Climate Change Talks Making No Progress

Climate Change Talks Making No ProgressClimate Change Talks Making No Progress

Delegates from 196 countries are meeting at the crucial United Nations conference in Paris to discuss a new deal to limit global warming.

Progress is slowing as countries get down to the finer points of the agreement, with the draft text now split into two parts.

The hosts of critical climate talks say multiple issues remain unresolved as negotiators face a midway deadline.

French Foreign Minister Laurent Fabius said: “What can we conclude at this stage? We’re not there yet,” the London-based Press Association reported.

Climate negotiators are to submit the latest draft of a potential accord to fight global warming on Saturday. The document will then go to government ministers for further discussion.

Fabius told reporters it is “imperative” to reach an accord by the end of the conference, scheduled for December 11.

But Christina Figueres, head of the UN climate change agency, said: “There is no one single issue that is currently on the table that will be finalized.”

Neither would spell out what the remaining sticking points are, but the state-run Australian Broadcasting Corporation reported that a bitter row over money is threatening efforts to seal a historic pact.

 Money Talks

One of the most fiercely contested issues in the 25-year diplomatic effort to find a solution to global warming has been how much responsibility rich nations must accept for the problem, and therefore how much they should pay.

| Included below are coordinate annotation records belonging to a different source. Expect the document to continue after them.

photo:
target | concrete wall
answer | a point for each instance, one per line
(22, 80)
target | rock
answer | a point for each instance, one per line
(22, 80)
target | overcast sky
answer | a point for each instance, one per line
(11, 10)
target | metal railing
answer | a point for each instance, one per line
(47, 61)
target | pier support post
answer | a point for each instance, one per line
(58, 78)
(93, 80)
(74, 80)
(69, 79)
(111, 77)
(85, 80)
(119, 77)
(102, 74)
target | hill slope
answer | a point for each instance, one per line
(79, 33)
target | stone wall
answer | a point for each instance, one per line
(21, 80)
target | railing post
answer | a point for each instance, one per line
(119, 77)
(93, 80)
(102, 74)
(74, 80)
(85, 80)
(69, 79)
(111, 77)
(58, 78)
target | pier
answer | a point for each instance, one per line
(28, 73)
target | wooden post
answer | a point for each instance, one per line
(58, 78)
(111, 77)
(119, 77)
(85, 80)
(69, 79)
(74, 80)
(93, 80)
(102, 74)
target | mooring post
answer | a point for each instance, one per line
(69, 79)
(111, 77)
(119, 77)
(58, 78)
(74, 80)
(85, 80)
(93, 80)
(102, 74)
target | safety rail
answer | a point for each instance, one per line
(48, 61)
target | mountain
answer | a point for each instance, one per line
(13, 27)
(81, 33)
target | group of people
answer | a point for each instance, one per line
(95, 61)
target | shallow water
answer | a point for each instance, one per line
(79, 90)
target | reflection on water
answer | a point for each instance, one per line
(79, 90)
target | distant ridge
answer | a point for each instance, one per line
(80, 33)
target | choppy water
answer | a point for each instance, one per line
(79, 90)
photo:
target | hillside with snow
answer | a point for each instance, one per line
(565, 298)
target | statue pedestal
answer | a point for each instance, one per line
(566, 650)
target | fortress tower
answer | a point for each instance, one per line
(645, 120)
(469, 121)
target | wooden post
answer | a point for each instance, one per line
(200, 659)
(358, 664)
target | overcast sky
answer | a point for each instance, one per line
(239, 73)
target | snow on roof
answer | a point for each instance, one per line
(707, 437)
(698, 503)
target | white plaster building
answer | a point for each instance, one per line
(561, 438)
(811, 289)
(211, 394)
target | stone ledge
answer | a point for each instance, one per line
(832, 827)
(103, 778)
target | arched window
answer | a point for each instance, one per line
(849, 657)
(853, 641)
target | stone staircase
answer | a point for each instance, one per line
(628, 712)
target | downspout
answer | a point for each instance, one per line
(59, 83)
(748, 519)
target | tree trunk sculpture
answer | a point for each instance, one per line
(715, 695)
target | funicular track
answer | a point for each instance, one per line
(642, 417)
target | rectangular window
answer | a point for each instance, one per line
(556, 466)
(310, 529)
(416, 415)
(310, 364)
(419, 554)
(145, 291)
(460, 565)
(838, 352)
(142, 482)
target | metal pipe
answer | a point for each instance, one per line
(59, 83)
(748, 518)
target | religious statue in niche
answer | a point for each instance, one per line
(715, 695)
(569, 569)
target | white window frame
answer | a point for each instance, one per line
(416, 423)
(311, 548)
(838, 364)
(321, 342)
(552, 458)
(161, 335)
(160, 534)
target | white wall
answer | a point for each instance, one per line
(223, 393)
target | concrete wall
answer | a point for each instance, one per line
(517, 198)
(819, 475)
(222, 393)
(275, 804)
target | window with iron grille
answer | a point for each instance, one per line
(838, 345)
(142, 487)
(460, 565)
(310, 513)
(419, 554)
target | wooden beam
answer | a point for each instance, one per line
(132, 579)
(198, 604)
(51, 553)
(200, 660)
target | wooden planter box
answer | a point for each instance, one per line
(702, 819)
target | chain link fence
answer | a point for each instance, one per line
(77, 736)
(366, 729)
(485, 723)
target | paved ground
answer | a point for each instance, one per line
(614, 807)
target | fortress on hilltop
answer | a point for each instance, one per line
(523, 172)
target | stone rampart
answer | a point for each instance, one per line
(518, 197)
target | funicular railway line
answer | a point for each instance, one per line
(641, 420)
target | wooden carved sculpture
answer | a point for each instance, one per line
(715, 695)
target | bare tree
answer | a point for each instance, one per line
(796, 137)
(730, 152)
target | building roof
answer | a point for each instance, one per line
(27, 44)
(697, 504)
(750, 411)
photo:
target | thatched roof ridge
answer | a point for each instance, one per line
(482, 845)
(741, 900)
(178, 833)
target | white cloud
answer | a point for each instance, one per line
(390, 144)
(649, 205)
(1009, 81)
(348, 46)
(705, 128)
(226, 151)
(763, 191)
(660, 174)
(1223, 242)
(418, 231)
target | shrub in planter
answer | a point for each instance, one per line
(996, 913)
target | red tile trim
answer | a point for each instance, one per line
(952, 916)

Developed countries have powered their way to prosperity since the Industrial Revolution by burning coal, oil and gas, which are the primary sources of the heat-trapping greenhouse gas emissions.

Developing nations insist the developed ones must now largely finance the world economy’s costly shift away fossil fuels, a debate worth hundreds of billions of dollars.

Simon Bradshaw from Oxfam Australia said while climate change affected everyone, developing countries were being hit the hardest.

“There’s not enough on the table from richer countries, either in terms of getting their own house in order, in transitioning their economies, or in terms of providing support that poorer countries need.”

A powerful bloc of 134 developing nations — including China, India and all African and South American countries — released a statement near the end of Wednesday’s negotiations insisting the rich were again trying in Paris to absolve themselves of their financial responsibilities.

“Nothing ... can be achieved without the provision of means of implementation to enable developing countries to play their part to address climate change,” the statement said.

The bloc, known as the G77 plus China, restated a demand for rich nations to follow through on their commitment to mobilize $100 billion a year into a climate change from 2020.

It also demanded as “substantial scaling up of finance” on top of the previously agreed $100 billion.

 Seeking Justice

The French hosts need the draft agreement by midnight Sunday to make sure it is ready for ministers when they arrive on Monday.

On Friday morning activists staged a “die-in” at the climate talks, collapsing on to the pavement to represent vulnerable populations threatened by rising seas and extreme weather prompted by man-made global warming.

“Climate Justice Now!” chanted two dozen activists, some on the ground and some standing holding photos of poor countries that are feeling the effects of global warming.

The activists want the accord to include promises of aid for the losses and damages caused by global warming.

Figueres insisted that an international accord should include legally binding parts.

She also said it is impossible to quantify how much it will cost the world to clean up and protect people affected by climate change.

Five days into the talks “we are where we thought we could be”, she said, adding that her greatest concern at this point is “that everyone remains focused, that everyone gets a least a minimum of sleep, that everyone remains healthy so that they can all do the work that needs to be done”.